I think space exploration is still cool, but lately it feels like it is missing an element of wonder. Every time I’m in Washington, D.C., I go to the National Air and Space Museum. Visiting museums that spotlight the early days of space exploration is a weird experience; it's like imagining an alternate history where human spaceflight never stagnated, and the dreams of space exploration stayed in the human consciousness.

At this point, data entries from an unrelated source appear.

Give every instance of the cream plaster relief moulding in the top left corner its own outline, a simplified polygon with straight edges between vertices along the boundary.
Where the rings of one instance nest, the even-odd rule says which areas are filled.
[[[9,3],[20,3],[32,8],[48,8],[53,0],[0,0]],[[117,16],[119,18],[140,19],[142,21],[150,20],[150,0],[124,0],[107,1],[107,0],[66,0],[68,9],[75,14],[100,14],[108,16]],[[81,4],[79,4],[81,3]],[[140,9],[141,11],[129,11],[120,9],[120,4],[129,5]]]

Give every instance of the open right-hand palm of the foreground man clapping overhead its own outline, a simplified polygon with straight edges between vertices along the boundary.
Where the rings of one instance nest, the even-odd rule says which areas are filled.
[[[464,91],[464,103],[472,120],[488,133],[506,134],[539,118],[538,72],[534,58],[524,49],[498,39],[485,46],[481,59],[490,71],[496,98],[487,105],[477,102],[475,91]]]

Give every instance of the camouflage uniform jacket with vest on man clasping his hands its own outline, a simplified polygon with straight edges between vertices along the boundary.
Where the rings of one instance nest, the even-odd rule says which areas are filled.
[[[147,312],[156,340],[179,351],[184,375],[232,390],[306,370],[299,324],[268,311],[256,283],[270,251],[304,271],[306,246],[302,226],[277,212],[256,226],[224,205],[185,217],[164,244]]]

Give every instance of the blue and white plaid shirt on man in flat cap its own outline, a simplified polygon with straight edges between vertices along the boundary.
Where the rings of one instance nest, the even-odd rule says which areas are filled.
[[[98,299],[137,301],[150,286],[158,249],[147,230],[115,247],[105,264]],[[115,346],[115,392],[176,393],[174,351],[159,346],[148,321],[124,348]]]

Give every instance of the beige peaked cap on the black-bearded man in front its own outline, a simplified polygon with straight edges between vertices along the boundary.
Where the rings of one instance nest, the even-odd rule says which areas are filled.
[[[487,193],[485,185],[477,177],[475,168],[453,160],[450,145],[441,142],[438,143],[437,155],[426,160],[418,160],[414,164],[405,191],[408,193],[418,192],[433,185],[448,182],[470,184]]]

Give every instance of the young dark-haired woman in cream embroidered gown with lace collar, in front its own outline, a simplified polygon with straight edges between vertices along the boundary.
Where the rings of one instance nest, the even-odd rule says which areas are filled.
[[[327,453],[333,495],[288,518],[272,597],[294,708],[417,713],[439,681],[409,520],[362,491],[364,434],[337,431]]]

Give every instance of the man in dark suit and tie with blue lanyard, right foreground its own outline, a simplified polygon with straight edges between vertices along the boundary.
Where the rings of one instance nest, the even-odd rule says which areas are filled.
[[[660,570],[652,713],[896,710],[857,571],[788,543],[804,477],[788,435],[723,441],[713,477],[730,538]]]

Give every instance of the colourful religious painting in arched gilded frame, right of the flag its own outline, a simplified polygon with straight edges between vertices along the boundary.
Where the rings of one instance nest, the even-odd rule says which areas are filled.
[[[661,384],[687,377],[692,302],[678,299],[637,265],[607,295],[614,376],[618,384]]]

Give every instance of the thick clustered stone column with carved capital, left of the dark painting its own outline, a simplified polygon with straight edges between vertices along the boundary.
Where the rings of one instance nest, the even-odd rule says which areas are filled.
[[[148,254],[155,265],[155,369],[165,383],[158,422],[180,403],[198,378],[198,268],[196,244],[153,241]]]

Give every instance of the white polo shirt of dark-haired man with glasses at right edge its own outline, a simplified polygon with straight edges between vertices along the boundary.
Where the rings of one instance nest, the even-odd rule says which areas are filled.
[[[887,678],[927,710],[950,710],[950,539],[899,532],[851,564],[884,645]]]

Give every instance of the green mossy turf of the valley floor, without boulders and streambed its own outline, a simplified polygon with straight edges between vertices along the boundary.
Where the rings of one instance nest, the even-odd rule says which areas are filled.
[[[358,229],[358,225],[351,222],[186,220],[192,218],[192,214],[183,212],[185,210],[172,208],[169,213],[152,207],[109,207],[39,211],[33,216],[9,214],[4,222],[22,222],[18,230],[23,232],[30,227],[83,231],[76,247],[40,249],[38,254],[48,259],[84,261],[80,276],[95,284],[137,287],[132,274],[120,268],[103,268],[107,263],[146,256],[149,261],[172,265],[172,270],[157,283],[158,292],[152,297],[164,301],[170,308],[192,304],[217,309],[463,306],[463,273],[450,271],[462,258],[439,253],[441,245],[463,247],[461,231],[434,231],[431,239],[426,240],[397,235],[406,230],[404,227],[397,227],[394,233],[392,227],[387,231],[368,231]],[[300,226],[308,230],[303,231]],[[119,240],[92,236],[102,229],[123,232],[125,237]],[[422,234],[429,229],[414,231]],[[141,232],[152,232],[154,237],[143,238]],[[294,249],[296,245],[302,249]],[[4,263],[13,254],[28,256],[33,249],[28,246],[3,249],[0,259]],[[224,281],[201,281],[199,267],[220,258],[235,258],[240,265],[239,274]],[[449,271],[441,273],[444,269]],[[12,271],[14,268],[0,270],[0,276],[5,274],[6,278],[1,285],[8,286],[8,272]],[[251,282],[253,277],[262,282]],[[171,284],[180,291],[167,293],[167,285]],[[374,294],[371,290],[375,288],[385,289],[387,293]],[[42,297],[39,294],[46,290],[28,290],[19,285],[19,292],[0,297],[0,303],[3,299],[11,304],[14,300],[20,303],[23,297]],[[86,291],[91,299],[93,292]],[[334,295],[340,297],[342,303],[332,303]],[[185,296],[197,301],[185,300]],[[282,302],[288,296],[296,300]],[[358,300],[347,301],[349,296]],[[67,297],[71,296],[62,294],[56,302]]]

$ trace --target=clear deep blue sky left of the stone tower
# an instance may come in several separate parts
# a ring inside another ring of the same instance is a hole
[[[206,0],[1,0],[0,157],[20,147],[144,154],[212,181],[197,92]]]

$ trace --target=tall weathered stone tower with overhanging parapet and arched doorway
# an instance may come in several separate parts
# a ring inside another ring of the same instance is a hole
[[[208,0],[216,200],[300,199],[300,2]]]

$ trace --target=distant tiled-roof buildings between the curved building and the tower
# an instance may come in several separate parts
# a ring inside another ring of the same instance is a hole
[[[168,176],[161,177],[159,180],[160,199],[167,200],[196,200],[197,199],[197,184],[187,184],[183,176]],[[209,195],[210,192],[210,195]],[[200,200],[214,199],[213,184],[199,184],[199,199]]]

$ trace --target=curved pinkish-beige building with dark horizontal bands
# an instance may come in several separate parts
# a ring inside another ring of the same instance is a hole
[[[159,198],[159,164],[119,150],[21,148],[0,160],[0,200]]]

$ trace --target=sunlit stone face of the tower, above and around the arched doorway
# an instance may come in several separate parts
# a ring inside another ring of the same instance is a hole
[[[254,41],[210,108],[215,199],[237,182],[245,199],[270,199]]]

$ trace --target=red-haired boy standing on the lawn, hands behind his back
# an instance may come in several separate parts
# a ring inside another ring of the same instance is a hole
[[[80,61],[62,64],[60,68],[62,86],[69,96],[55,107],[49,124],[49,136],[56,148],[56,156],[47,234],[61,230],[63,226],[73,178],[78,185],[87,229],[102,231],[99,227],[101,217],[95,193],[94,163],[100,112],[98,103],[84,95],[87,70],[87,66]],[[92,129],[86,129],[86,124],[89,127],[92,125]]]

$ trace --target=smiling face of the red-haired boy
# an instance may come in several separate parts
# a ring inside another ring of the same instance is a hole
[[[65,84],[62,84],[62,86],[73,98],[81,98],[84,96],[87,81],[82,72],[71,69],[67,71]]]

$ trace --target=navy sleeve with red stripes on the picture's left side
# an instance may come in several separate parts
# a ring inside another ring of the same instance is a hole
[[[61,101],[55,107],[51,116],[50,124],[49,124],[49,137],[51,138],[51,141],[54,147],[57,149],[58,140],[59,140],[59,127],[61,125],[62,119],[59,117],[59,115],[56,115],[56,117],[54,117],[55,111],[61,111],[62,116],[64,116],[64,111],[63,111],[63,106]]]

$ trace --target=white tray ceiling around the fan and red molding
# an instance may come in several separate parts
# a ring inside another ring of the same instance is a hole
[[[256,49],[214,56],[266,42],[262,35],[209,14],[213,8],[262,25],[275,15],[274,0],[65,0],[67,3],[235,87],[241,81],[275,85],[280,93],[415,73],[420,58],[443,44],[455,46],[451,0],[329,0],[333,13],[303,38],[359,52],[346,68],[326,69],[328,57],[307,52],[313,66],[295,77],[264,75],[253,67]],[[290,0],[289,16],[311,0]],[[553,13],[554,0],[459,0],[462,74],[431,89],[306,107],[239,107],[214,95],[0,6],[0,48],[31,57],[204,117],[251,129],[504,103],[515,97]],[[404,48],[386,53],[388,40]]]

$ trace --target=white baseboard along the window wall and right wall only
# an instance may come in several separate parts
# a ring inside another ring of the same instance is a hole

Science fiction aesthetics tend to be bleak as well. It’s not about the majesty of space; it is the cold, wet, dark atmosphere of the Alien films, where the long voyage across the stars is a means to an end, a job that you take to provide for your family back on Earth, and the whole journey is spent dreaming about getting back home. It is the geopolitical nightmare of The Expanse, where factions based on location hate each other due to “the harshness of space physics.”
Science fiction rarely transcends the issues of the times. We rarely see pieces of work like Iain Banks’s The Culture, a post-scarcity setting where technology is unabashedly good. Instead, we often see variations of The Torment Nexus, or even stories where humans create something amazingly good but it's actually bad and we should never strive toward any progress.
What we need are better stories about the future. We need spaceships that are fun to be on, that have windows and libraries and warm coffee, not the cold desolating experience found in Alien or the bleak future that Blade Runner paints for its audience, where it is always raining and life is probably pretty bad for most people.
We need a category of story that focuses on space solutionism, like a solarpunk or lunarpunk equivalent. Stanley Kubrick’s 2001: A Space Odyssey inspired the previous generation about space travel. Christopher Nolan’s Interstellar inspired my generation. The next generation needs a positive future depicted for them.